Thursday, September 12, 2013

The Magic of Middle School? WHAT?


This new school year is, in many ways, a truly new experience for me.  Instead of spending September 3rd introducing my syllabi, I spent this year’s first day scurrying around a middle school showing 7th graders how to use a rotating lock.  From a ten page AP Lit syllabus to “Now watch me.  It goes right-left-right,” the incongruity of middle school has impressed itself upon me. 

Today, though, I felt the magic of middle school.  Yep.  I really do mean to write “magic.”  Those painfully awkward years that everyone blocks out or later regrets are magical.  The learning that occurs during this age is bested only by the osmosis-like intellectual growth of infants and toddlers.  The hallways of Richards Middle School were practically electric today.  There was a visceral academic hum in the seventh grade hallway, and as I walked to my office, I realized again how amazing schools can be.

I know that opinion might not be popular these days as the entire educational system seems to be under attack.  That saddens me.  I saw kids today eagerly engaged in literary Socratic circles, science experiments, social study scavenger hunts, and a myriad of other academic endeavors.  This cross sample of students was completely heterogeneous; we have every demographic covered at Richards--from socio-economics to race, all of our students come from diverse backgrounds.  That antiquated idea of the American melting pot was alive and well and successfully bringing students together who two weeks ago didn’t know each other.  This is part of the magic of middle school.

Middle school is the transition time, the liaison to high school and further educational endeavors.  The first seven years of school are self-contained.  The first seven years put students into little pods that move together under the direction of one teacher.  Middle school, though, breaks those pods apart and brings six different elementary schools of 60-90 sixth graders together for the first time into a graduating class identified not by an elementary school but by a graduating year.  These students who competed against each other in 6th grade field day become a unified force of 400+ students who in six years will be the graduating class of 2019.  
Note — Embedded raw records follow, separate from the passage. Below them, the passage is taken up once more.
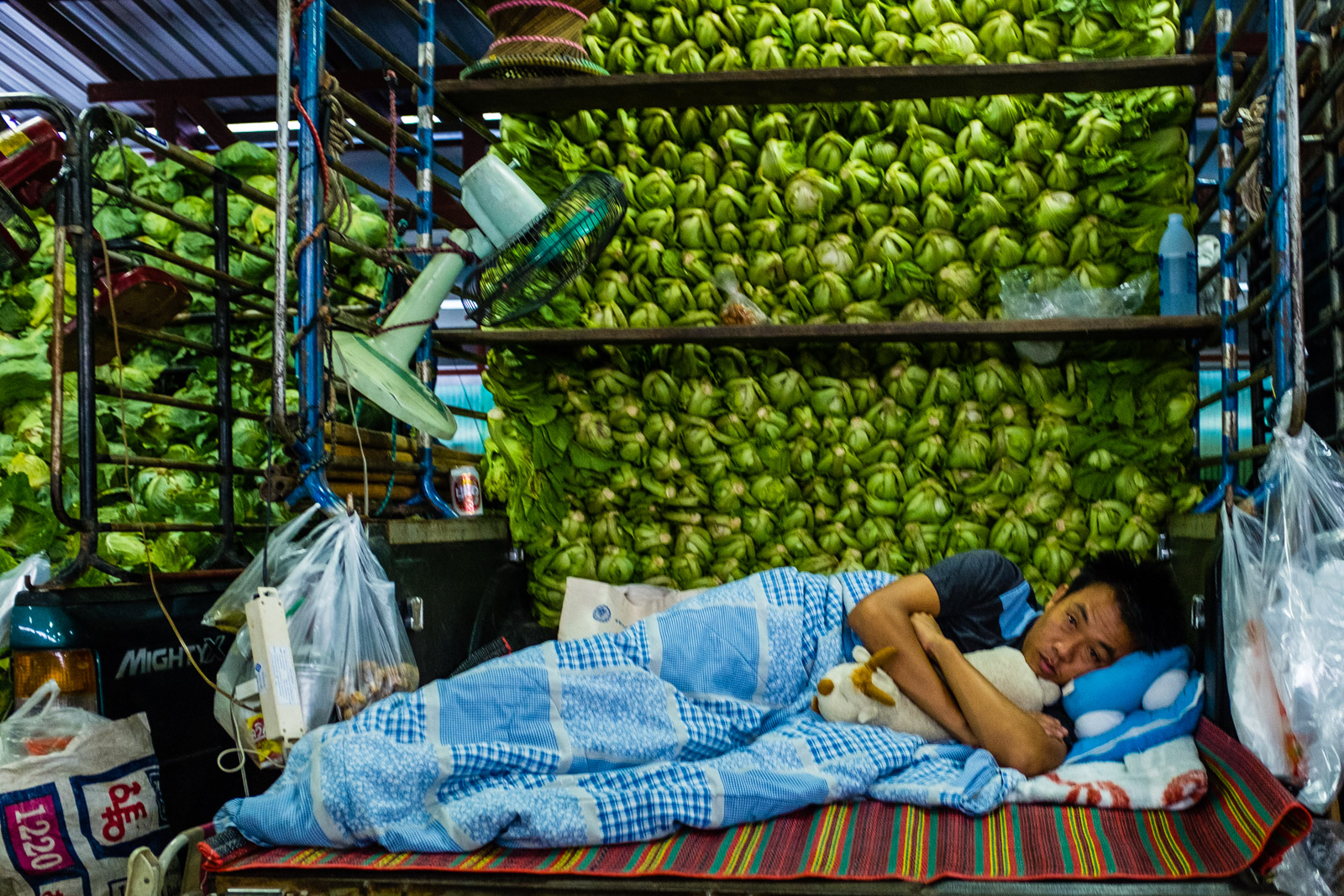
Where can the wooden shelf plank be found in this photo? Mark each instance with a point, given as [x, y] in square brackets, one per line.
[999, 331]
[820, 85]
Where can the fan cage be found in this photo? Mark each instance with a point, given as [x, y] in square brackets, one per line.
[544, 258]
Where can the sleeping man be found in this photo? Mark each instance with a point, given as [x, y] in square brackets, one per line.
[701, 715]
[979, 600]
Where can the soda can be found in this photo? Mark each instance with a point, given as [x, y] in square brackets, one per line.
[467, 490]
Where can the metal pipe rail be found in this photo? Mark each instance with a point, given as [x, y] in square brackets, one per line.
[96, 127]
[360, 109]
[1276, 71]
[370, 140]
[313, 83]
[438, 34]
[1321, 103]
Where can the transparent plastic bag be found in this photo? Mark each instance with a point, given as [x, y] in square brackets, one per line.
[1315, 866]
[1260, 715]
[1304, 617]
[343, 614]
[346, 634]
[42, 726]
[1038, 293]
[282, 551]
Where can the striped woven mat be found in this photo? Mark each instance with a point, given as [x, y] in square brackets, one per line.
[1247, 821]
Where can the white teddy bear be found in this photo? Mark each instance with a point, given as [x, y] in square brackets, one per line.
[862, 692]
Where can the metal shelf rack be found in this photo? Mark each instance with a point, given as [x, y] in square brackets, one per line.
[559, 96]
[1273, 244]
[94, 129]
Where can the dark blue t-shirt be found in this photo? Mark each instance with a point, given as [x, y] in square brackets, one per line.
[985, 602]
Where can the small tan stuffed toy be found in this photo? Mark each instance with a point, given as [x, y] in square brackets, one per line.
[862, 692]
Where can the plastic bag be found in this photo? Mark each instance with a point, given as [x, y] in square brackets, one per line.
[1032, 293]
[74, 815]
[42, 726]
[343, 614]
[284, 550]
[1304, 618]
[1315, 867]
[1260, 715]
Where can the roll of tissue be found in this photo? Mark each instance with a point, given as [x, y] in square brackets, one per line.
[1209, 251]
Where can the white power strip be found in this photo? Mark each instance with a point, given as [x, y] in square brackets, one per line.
[273, 663]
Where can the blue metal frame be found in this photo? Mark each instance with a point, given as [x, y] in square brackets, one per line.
[1227, 264]
[1281, 147]
[427, 364]
[309, 365]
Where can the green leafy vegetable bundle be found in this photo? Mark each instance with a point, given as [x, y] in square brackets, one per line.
[690, 466]
[27, 521]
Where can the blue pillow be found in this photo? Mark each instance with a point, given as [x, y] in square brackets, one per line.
[1142, 730]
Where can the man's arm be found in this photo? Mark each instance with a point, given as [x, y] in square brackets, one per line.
[882, 620]
[1015, 739]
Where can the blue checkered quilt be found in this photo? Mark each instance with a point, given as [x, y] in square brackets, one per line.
[696, 716]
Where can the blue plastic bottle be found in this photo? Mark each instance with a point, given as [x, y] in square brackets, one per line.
[1178, 269]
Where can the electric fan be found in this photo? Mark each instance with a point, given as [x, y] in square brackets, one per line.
[531, 253]
[30, 157]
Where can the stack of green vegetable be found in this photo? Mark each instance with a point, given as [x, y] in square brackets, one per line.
[866, 212]
[689, 466]
[27, 523]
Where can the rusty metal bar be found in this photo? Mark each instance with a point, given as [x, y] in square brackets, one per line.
[154, 398]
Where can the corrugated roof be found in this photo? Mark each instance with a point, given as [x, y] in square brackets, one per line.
[167, 39]
[159, 39]
[39, 63]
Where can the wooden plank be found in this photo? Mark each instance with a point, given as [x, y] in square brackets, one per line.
[1000, 331]
[228, 86]
[467, 528]
[820, 85]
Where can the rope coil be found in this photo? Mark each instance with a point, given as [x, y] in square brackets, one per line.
[1252, 188]
[553, 4]
[535, 38]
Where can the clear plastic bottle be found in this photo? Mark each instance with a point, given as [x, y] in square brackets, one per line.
[1178, 269]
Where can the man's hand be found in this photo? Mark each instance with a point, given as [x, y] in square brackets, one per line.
[927, 629]
[1052, 726]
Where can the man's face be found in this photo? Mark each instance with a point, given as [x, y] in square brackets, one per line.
[1075, 634]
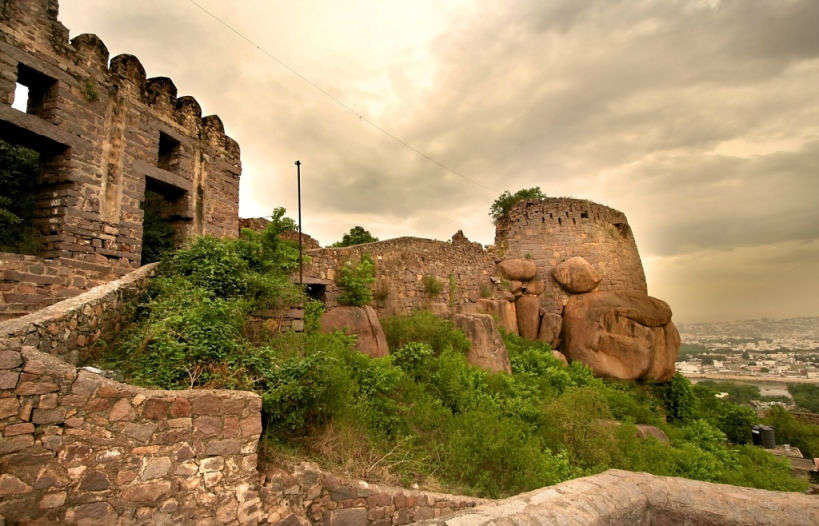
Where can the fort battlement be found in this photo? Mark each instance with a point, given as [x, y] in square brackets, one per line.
[553, 229]
[106, 134]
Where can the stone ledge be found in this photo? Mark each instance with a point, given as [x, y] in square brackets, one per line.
[623, 497]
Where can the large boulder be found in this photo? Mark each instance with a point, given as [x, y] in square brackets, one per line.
[550, 326]
[518, 269]
[488, 350]
[503, 311]
[527, 308]
[626, 335]
[361, 321]
[576, 275]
Public education demands that our students learn more than just academic facts.  Our students learn how to be responsible, respectful citizens of an increasingly diverse world.  That was the hum today.  I was witnessing strangers and rivals become friends, and that transition was possible because they were sharing a mutual experience: learning. 

Education can transform life like very few other experiences can.  The students I saw today were maturing not just academically; they were growing into adulthood as they risked learning about others.  A classroom is so much more than four walls with motivational  posters.  It is a doorway to the experiences that shape who we are and who we will become.